ローデンバック監督:仰るとおりだと思います。とりわけ私が作っているような種類の作品では、この筆ペンのおかげで登場人物が活き活きするというか、人物に命を吹き込んでいるようなところがあると思います。

 

――色はどうやってつけているんですか?

 

 

ローデンバック監督:それぞれ別の紙に部分ごとにわけて描いているんです。それを1枚1枚パソコンに取り込んで、パソコン上で色をつけて、それを重ねることで完成するんです。

 

――では、本当にこの筆ペン1本で描かれたわけなんですね。

 

 

ローデンバック監督:正確に言うと2本なんです。1本はこの黒い筆ペン。もう1本は灰色です。中のインクを水で薄めることができるタイプの筆ペンを使っています。灰色の方は、例えば木とか影とか、表面積の大きい部分を描くのに適しています。

 

――いわゆる一般的なアニメーションとは全く異なる手法で描かれていますが、特に少女の腕が切り落とされるシーンを目にしたときに、この手法で描かれなければならなかった理由がはっきりとわかりました。通常の手法だと、ショックが大きすぎると感じたからです。

 

ローデンバック監督:私自身はそういう理由でこの技法を選んだわけではないんです。たった1人でアニメーションを作らなければならない、という経済的な理由から筆ペンを使ったというのもあるのですが、自分の手を動かすことで線が生み出されることと、粉ひき小屋からラストまで常に移動しつづけていく、という物語上の少女の動きを一致させたかったという理由もあったのです。

 

――そうだったんですね。
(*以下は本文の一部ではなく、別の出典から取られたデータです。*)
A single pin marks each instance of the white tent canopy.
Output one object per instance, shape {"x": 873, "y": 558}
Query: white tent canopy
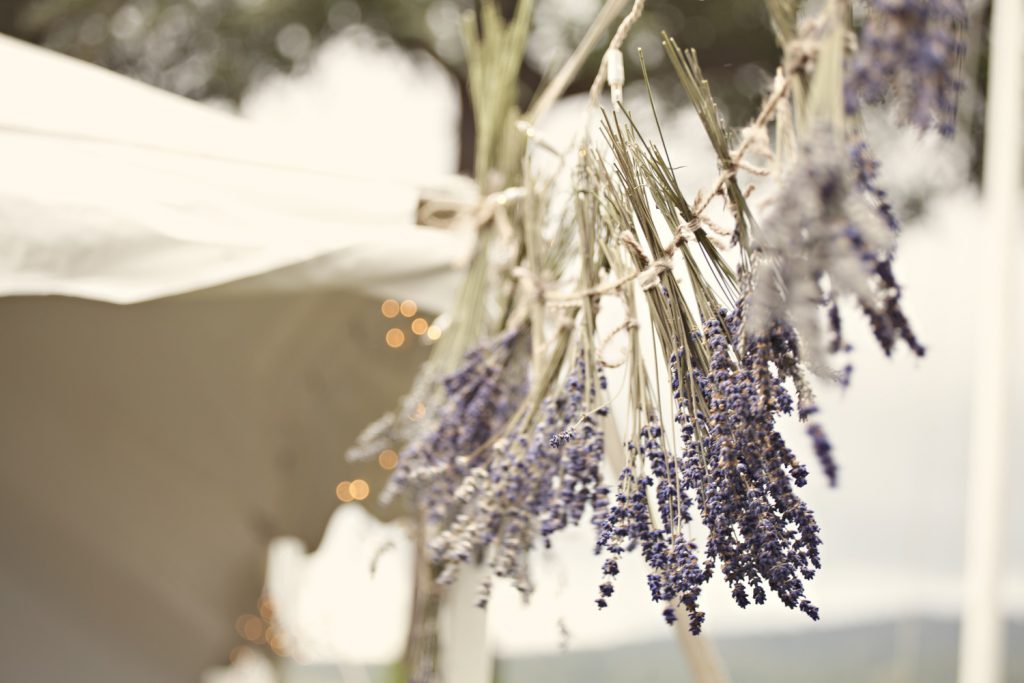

ちなみに、監督は日本の古い禅画や水墨画からの影響も受けていらっしゃいますか? これは、フランスの出版社から出ている『Dessins abrégés de KEISAI Oiseaux Animaux Personnages』という本で、200年くらい前の日本の江戸時代に活躍した浮世絵師・鍬形蕙斎(くわがたけいさい)の『鳥獣略画式』と『人物略画式』という画集なんですが、どこかローデンバック監督の画風と通じるところがあるような気がして。

 

 

ローデンバック監督:これは素晴らしいですね。確かに、使っている道具が似ているとは言えますよね。この画はオリジナルもサイズがかなり小さそうですが、そういったところも私のアニメーションと通じるところがあるような気がします。例えばA5サイズの紙に描いたりするので、人物の大きさもかなり小さいんです。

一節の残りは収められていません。